The youngest daughter of the local postmistress and a coal miner/owner of a rural general store, Kathryn grew up in the Appalachian mountains of southeast Kentucky.  At the age of four she began playing hymns, folk music, and children’s songs on her family’s old upright piano.  She continued to play and sing at area churches, school and community events, county fairs, and on local TV and radio stations.  At 17, she left the mountains to attend college, where she first learned to read music and began to pursue her interests in both music and art.  She eventually focused exclusively on music, and earned a degree in Music Performance, with an emphasis on voice and keyboard (primarily pipe organ).  She continued her musical training in Germany, where she studied piano with concert pianist Aldo Schoen, and voice with acclaimed Austrian-born chamber music singer Josef Maria Hauschild and Wiesbaden Conservatory professor Rolf Sartorius.  During her years in Germany, she performed professionally as a classical singer (she is a lyric soprano and operatic soloist), folk singer/composer, pianist, and church organist, appearing  in concerts, recitals, and operas.  She has been a solo performer on television in both Germany and the United States.  

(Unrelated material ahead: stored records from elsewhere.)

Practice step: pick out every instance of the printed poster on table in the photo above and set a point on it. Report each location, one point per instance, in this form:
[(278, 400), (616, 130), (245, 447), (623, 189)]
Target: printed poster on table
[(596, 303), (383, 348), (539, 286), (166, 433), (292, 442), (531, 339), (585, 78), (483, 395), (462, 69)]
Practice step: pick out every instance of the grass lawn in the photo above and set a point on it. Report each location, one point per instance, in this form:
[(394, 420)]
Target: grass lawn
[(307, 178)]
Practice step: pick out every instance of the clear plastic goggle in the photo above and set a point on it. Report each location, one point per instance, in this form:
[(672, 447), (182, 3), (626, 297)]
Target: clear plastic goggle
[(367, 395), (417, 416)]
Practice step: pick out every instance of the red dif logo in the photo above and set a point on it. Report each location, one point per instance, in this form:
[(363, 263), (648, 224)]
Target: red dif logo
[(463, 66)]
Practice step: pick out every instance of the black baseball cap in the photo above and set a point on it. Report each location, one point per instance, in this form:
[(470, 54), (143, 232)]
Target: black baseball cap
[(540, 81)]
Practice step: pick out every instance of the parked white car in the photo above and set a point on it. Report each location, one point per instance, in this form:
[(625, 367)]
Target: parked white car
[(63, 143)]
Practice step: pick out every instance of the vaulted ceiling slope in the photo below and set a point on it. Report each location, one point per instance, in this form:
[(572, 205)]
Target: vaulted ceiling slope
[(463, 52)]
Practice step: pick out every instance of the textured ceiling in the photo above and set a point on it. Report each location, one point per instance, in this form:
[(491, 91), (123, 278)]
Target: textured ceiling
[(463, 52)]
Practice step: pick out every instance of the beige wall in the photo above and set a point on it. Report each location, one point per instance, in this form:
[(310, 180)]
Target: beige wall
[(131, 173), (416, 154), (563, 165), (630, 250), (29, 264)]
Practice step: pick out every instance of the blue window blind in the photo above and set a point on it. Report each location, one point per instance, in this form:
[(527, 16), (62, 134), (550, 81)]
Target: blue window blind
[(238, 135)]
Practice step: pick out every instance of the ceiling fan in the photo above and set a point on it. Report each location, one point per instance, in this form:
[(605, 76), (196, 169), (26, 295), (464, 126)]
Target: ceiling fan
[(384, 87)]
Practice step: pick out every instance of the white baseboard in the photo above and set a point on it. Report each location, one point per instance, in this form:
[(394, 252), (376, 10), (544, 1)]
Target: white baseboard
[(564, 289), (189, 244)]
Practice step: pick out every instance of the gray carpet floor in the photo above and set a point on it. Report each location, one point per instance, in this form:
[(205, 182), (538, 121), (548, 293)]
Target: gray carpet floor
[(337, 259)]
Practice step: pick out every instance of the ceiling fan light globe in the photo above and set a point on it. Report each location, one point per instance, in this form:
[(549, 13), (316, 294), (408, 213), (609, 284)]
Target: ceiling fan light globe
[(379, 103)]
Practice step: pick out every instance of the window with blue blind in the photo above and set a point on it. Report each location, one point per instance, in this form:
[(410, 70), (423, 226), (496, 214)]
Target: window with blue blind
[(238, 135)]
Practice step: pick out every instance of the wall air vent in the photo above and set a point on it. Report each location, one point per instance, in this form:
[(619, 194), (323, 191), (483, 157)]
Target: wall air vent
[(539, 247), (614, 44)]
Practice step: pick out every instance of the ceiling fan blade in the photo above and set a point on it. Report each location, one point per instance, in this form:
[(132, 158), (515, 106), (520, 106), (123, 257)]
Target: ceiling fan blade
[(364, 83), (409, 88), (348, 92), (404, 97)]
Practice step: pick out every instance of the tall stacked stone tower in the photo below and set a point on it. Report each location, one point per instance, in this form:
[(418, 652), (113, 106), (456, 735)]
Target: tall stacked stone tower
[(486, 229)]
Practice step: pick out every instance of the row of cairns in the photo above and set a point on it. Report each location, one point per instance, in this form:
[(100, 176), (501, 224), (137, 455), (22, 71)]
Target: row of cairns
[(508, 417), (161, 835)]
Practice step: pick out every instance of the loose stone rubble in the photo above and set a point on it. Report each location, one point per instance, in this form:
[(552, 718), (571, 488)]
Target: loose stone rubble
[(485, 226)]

Kathryn's music ranges from strong, evocative, often haunting melodies through more contemporary, meditative, instrumental pieces.  They're often marked by a restrained emotionality.  Kathryn was influenced by the simple harmonies of the folk songs and hymns that she heard, sang, and played as a child, and by the deeply emotional music of Schubert, Brahms, Liszt, Faure, and Richard Strauss.  Her compositions have been compared with those of Satie and Chopin, among others, and while the classical influence is readily apparent, Kathryn's music defies easy classification in one or another genre.  It's usually considered New Age, and her pieces have been played on Hearts of Space and many New Age stations, but her music also can be heard on jazz programs, Sirius satellite radio (Spa channel 68), and National Public Radio.  Her songs are regularly played on the C.A.R.E. Channel, which is heard in over 900 health care facilities in the U.S. and abroad.